2
votes

I have names of all the employees of my company (5000+). I want to write an engine which can on the fly find names in online articles(blogs/wikis/help documents) and tag them with "mailto" tag with the users email.

As of now I am planning to remove all the stop words from the article and then search for each word in a lucene index. But even in that case I see a lot of queries hitting the indexes, for example if there is an article with 2000 words and only two references to people names then most probably there will be 1000 lucene queries.

Is there a way to reduce these queries? Or a completely other way of achieving the same? Thanks in advance

2
I am not sure I am following, isn't the list of employees pre-defined? aren't these names your queries?amit
@amit list of employees is 5000, are you asking if I should search for each name in the article? 5000 queries in 2000 word document?

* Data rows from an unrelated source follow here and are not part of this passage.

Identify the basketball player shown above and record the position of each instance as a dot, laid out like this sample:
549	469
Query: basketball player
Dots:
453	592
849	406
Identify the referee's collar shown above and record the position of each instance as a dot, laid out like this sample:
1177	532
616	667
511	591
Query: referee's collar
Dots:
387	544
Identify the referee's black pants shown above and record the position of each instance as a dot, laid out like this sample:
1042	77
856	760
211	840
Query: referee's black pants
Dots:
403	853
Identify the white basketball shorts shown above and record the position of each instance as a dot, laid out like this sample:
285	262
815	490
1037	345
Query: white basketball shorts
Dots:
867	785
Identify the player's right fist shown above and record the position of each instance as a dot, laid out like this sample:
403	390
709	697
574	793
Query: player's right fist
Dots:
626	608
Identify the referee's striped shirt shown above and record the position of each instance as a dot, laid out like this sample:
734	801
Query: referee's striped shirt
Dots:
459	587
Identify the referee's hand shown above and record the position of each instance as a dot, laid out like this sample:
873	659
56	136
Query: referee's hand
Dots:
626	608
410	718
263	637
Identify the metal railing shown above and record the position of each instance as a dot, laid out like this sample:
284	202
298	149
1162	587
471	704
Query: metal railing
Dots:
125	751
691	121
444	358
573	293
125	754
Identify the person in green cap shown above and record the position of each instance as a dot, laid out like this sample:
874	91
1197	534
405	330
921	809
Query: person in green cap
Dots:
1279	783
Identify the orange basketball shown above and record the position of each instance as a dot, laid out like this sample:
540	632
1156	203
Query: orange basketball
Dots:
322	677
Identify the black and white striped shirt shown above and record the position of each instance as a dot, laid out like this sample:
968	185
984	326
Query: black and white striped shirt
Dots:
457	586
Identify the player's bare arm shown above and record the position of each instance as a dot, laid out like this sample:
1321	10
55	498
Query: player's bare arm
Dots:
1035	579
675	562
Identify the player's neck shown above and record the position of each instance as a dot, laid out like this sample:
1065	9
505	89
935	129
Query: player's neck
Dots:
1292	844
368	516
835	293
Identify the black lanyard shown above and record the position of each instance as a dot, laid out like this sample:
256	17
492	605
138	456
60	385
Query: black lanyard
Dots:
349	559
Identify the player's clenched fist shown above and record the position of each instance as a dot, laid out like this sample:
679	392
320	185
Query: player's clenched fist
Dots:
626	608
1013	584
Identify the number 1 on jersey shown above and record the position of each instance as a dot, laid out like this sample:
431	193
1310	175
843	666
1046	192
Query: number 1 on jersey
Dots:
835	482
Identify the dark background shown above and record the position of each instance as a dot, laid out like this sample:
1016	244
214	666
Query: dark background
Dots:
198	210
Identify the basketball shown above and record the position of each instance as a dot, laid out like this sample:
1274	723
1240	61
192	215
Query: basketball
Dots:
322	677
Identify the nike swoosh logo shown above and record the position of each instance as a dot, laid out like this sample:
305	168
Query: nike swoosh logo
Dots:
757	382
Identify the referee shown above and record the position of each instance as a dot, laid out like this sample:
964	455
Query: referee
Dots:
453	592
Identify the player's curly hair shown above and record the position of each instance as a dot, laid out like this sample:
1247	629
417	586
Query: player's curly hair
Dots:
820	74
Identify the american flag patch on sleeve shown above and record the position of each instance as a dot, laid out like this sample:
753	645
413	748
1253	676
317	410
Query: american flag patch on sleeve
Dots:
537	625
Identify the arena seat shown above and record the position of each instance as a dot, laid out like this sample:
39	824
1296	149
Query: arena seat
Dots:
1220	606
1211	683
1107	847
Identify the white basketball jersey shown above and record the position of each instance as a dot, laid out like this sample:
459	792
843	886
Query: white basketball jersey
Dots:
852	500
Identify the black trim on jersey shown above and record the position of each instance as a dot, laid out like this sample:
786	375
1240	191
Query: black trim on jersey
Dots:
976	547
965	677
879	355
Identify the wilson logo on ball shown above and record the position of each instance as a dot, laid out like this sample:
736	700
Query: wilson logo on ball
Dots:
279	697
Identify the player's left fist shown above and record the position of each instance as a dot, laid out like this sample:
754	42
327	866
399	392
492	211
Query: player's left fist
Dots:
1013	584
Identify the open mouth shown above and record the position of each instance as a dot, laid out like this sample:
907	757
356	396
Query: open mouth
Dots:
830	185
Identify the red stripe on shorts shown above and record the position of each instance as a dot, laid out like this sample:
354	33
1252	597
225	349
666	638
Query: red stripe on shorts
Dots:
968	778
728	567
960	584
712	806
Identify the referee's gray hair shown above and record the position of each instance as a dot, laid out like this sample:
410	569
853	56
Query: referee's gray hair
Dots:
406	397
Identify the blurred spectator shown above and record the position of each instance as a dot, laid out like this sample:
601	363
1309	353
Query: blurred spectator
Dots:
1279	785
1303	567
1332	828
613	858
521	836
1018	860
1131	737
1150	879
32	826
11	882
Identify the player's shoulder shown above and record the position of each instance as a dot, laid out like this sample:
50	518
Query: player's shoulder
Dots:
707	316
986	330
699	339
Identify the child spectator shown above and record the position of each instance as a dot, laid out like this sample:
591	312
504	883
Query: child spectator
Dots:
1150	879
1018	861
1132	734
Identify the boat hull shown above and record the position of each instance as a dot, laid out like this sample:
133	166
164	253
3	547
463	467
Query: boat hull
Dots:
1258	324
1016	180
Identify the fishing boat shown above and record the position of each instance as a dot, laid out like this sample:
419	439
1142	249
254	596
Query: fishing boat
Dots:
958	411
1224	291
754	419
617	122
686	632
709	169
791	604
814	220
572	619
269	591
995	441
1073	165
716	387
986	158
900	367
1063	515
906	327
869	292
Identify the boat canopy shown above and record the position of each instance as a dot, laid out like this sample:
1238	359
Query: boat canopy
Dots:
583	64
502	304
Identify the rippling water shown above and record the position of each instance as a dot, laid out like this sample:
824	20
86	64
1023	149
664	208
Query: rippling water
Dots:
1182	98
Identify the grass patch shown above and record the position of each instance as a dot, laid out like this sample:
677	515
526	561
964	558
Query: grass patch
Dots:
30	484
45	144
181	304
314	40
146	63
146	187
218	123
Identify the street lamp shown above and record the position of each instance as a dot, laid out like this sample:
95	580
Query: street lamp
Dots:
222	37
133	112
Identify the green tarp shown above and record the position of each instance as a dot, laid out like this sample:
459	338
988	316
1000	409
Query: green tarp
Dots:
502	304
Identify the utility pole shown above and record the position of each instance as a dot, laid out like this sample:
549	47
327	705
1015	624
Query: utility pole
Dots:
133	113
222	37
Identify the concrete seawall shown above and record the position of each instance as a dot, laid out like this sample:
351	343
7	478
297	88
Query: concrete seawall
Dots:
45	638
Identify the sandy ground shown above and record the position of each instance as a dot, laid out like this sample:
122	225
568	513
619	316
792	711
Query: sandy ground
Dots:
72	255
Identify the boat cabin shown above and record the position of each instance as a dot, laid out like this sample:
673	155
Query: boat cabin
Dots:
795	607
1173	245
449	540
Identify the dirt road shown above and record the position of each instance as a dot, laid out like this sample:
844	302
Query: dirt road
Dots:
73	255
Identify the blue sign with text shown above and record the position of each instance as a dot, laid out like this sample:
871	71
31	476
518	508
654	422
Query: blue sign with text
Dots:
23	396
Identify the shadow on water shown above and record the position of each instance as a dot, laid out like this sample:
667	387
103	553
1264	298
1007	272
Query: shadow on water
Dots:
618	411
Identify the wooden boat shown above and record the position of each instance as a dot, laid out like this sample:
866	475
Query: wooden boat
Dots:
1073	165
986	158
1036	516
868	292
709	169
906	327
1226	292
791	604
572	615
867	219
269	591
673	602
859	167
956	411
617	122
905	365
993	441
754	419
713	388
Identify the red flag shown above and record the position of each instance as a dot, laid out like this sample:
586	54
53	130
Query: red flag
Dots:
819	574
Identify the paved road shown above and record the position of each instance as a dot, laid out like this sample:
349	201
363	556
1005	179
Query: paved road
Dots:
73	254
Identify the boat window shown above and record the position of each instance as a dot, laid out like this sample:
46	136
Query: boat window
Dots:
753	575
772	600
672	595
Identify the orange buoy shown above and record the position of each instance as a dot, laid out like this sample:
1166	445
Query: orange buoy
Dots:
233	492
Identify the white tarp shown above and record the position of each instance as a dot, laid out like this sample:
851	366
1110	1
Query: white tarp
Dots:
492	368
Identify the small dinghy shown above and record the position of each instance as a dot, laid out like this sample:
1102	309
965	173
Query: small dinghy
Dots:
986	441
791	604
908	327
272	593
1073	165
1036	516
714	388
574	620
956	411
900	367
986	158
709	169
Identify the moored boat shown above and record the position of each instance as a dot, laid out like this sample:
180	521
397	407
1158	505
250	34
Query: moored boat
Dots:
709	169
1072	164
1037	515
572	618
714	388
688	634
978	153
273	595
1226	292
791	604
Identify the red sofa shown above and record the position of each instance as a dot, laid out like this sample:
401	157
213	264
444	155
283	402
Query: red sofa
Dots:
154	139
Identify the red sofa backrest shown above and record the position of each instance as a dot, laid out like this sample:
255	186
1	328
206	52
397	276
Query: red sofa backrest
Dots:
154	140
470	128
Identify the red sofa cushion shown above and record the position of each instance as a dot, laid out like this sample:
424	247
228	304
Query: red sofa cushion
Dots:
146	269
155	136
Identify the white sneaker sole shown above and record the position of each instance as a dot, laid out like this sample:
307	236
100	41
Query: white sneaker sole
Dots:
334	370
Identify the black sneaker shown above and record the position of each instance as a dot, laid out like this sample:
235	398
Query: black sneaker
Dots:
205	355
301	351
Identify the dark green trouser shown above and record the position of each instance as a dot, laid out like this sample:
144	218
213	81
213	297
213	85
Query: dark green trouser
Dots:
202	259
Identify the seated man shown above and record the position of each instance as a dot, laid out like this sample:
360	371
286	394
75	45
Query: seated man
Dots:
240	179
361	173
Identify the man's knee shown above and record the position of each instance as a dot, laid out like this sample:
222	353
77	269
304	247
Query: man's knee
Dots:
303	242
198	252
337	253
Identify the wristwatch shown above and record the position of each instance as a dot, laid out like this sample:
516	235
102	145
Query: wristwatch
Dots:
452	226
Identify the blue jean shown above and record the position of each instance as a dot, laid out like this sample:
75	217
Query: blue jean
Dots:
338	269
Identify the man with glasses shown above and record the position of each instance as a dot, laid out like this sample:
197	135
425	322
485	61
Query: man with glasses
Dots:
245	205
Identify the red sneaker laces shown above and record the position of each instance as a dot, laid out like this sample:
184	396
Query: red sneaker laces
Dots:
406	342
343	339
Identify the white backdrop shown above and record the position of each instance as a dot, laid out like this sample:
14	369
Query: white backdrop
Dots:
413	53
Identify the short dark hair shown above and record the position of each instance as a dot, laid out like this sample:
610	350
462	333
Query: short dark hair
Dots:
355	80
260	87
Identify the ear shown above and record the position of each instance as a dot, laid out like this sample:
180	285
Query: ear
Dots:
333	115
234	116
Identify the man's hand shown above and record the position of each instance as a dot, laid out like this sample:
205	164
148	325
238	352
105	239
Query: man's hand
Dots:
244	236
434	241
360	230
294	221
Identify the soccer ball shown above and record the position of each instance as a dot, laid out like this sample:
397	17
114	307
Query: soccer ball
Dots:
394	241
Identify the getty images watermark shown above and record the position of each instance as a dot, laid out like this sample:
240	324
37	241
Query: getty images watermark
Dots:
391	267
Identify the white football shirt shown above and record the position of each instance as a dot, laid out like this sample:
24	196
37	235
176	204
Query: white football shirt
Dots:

I was wondering other way around.Sap
you have only one document? if you do, lucene won't help you much..amit
@amit nope i have lot's of documents, I am using one doc as example. But I want to do this on the fly. This means that when a user is typing his wiki in the preview area it should on the fly mark a name with email addressSap
If I understand correctly, what you'd like to do is search your list of names for terms that people type, so that you can offer them suggestions of email address, etc. when the text they typed is a name of a person in your collection. Is that correct?Gene Golovchinsky

2 Answers

5
votes

If you have only 5000 names, I would just stick them into a hash table in memory instead of bothering with Lucene. You can hash them several ways (e.g., nicknames, first-last or last-first, etc.) and still have a relatively small memory footprint and really efficient performance.

1
votes

http://en.wikipedia.org/wiki/Aho%E2%80%93Corasick_string_matching_algorithm
This algorithm might be of use to you. The way this would work is you first compile the entire list of names into a giant finite state machine (which would probably take a while), but then once this state machine is built, you can run it through as many documents as you want and detect names pretty efficiently.
I think it would look at every character in each document only once, so it should be much more efficient than tokenizing the document and comparing each word to a list of known names.
There are a bunch of implementations available for different languages on the web. Check it out.